Он действительно убрал бутылку обратно в шкаф. Лицо его расслабилось и порозовело, глаза заблестели.

– Слушай, Антон, давай-ка поговорим про кражу из вашей фотолаборатории. Замок, как я понимаю, у вас там игрушечный стоит?

– Да кому мы нужны-то с нашими фотографиями и пленками? Там сроду никогда ничего не запиралось. Ты же видел, в комнате стоят металлические шкафы, иногда ребята там аппаратуру оставляют, но редко. Знаешь, каждый себе камеры сам выбирает, это же наша профессия, поэтому мы их и покупаем сами, и ремонтируем, в руки никому не даем. И потом, чем «горячее» снимок – тем лучше, вот мы с камерами и не расстаемся, а вдруг по дороге кадр интересный подвернется.
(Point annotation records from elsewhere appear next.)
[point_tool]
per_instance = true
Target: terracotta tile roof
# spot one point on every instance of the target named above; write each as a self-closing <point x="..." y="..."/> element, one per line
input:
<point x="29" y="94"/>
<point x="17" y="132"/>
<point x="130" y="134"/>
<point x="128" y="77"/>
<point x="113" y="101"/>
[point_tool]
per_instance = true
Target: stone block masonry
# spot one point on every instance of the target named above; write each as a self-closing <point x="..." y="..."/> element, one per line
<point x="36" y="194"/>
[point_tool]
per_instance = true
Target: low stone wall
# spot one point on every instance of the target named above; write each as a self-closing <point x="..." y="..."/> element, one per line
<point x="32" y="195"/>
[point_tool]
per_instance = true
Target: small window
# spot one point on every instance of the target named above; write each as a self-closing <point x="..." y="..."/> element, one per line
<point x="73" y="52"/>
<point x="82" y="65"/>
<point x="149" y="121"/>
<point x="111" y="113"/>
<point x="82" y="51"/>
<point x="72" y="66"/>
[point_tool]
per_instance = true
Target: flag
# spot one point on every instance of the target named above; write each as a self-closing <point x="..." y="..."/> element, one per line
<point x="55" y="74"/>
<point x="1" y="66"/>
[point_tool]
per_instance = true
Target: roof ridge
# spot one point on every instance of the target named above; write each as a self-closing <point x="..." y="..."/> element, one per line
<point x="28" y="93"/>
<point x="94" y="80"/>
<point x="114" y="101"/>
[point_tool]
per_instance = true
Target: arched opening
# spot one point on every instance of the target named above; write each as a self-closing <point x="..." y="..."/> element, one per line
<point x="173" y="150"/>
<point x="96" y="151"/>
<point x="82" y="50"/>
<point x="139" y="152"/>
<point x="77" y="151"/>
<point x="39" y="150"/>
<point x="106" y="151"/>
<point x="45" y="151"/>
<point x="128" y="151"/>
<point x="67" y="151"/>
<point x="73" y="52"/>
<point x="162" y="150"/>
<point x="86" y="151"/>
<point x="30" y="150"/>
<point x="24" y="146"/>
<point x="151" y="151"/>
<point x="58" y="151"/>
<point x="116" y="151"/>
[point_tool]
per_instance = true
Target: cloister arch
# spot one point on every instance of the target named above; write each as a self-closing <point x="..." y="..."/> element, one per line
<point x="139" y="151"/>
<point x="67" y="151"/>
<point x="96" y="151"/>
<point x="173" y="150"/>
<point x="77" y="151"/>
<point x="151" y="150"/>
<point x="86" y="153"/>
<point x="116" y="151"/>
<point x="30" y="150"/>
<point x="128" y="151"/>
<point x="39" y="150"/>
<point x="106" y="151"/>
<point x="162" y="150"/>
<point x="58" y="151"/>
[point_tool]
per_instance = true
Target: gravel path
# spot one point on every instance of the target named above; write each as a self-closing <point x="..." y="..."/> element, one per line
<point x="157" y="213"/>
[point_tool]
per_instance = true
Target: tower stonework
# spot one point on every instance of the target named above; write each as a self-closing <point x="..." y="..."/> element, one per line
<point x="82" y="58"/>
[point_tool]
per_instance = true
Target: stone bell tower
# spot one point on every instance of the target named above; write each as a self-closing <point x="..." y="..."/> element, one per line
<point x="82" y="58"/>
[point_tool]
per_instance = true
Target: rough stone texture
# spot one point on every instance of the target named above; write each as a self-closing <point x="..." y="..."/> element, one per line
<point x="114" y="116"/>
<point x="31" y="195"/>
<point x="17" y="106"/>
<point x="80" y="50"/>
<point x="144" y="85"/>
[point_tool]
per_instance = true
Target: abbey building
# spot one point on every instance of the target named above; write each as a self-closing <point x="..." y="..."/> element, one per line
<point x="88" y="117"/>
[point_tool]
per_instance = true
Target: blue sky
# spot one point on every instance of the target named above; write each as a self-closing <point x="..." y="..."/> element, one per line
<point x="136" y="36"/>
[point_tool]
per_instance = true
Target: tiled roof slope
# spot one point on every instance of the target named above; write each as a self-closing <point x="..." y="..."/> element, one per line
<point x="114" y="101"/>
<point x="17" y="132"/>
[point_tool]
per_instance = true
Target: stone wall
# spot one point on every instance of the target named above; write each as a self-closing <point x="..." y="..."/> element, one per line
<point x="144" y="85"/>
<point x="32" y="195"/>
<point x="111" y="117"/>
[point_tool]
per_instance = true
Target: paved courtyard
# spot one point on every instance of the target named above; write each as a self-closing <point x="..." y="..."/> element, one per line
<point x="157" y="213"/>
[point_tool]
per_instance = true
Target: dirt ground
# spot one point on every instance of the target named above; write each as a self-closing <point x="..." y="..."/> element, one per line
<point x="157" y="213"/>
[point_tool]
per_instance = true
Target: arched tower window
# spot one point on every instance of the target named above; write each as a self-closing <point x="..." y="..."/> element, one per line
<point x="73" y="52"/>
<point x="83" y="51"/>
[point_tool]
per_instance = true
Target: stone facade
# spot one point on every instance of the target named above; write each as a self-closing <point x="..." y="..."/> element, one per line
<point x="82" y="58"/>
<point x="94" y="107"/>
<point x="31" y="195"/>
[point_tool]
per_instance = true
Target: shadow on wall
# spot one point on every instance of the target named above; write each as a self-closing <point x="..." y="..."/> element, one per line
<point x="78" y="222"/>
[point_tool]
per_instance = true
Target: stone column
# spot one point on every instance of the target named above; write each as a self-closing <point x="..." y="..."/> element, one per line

Но если кто-то оставляет аппаратуру в сейфе, то запирает и опечатывает. А все остальное так по всей комнате валяется, сам видел. Кто угодно может зайти и взять, не возбраняется.

– Ну и порядочки у вас, – с осуждением покачал головой Николай.

– Так ведь ничего секретного там нет…

– Сегодня нет, а завтра – украли. У кого-нибудь еще пропали пленки?

– Ребята говорят, еще двух пленок не досчитались, но они такие же безобидные, как и мои. У одного – прошлогодняя, с ежегодного праздника «Московского комсомольца», а у другого – свежак, с брифинга в вашем ГУВД. Может быть, вору как раз она и была нужна, там все ваше новое начальство сфотографировано. Как ты думаешь?

– Все возможно, Антон, все возможно. Пошли посмотрим, чего у нас с тобой получилось.

Они аккуратно сняли с веревки прищепки, которыми были закреплены еще чуть влажные отпечатки. С фотографий на них смотрели Ольга Емельянцева и двое мужчин с весьма выразительной внешностью. Мужчины передавали ей пакеты, а Ольга, напряженно и испуганно улыбаясь, их брала.

Завтра Селуянов при помощи этих фотографий быстро выяснит, где же на самом деле был Марат Латышев в момент, когда в загсах погибли две девушки-невесты.

* * *

Вероника Матвеевна услышала телефонный звонок еще на лестнице. Она торопливо вытащила ключи, отперла дверь и кинулась к надрывающемуся телефонному аппарату.

– Добрый вечер, Вероника Матвеевна, – услышала она в трубке приятный мужской голос.

– Здравствуй, Марат.

– Как ваши дела?

– Потихоньку. Ко мне из милиции приходили.

– Ко мне тоже. Спрашивали про субботу.

– И что ты сказал?

– Сказал, что дома был, с Ольгой. А у вас спрашивали?

– Нет. Кому старуха нужна? И в голову не придет меня подозревать. Да и не в чем. Тебе сложнее.

– Это верно, – усмехнулся в трубку Марат. – Что же, Вероника Матвеевна, будем надеяться на лучшее. Может быть, нам с вами еще повезет. Вы мне ничего интересного не скажете?

– Кажется, завтра после обеда Валерик и Эля собираются на дачу.

– Да? – оживился Латышев. – Это хорошо. Это радует.

– Чего ж хорошего? Думаешь, нам хватит месяца, чтобы их отговорить?

– Будем пробовать, Вероника Матвеевна. Если они уедут на дачу, я тоже туда подъеду, испорчу им всю обедню. Вы уж простите меня, придется вашего сына немного поунижать в глазах любимой девушки. Двух недель нам с вами не хватило, но теперь еще есть время. И не забудьте, как бы дело ни повернулось – я ваш должник.

– Спасибо тебе, Марат, – вздохнула женщина.

– Не за что. Вам спасибо.

Вероника Матвеевна не спеша разделась и стала готовить себе нехитрый ужин. Для Валерия еда была уже приготовлена – две аппетитные отбивные с жареным картофелем. Себе она не могла этого позволить, хорошее мясо покупалось только для сына и расходовалось экономно. Сама Турбина варила какие-нибудь макаронные изделия подешевле и ела их, посыпав сахаром и добавив капельку бутербродного маргарина. Ничего, подумала она, откидывая в дуршлаг кипящую вермишель, вот решится дело – и Марат даст денег, как обещал. Много денег. Их хватит на то, чтобы откупиться от негодяя Пашки и более или менее прилично содержать дом. Господи, как ей надоела эта вечная нищета!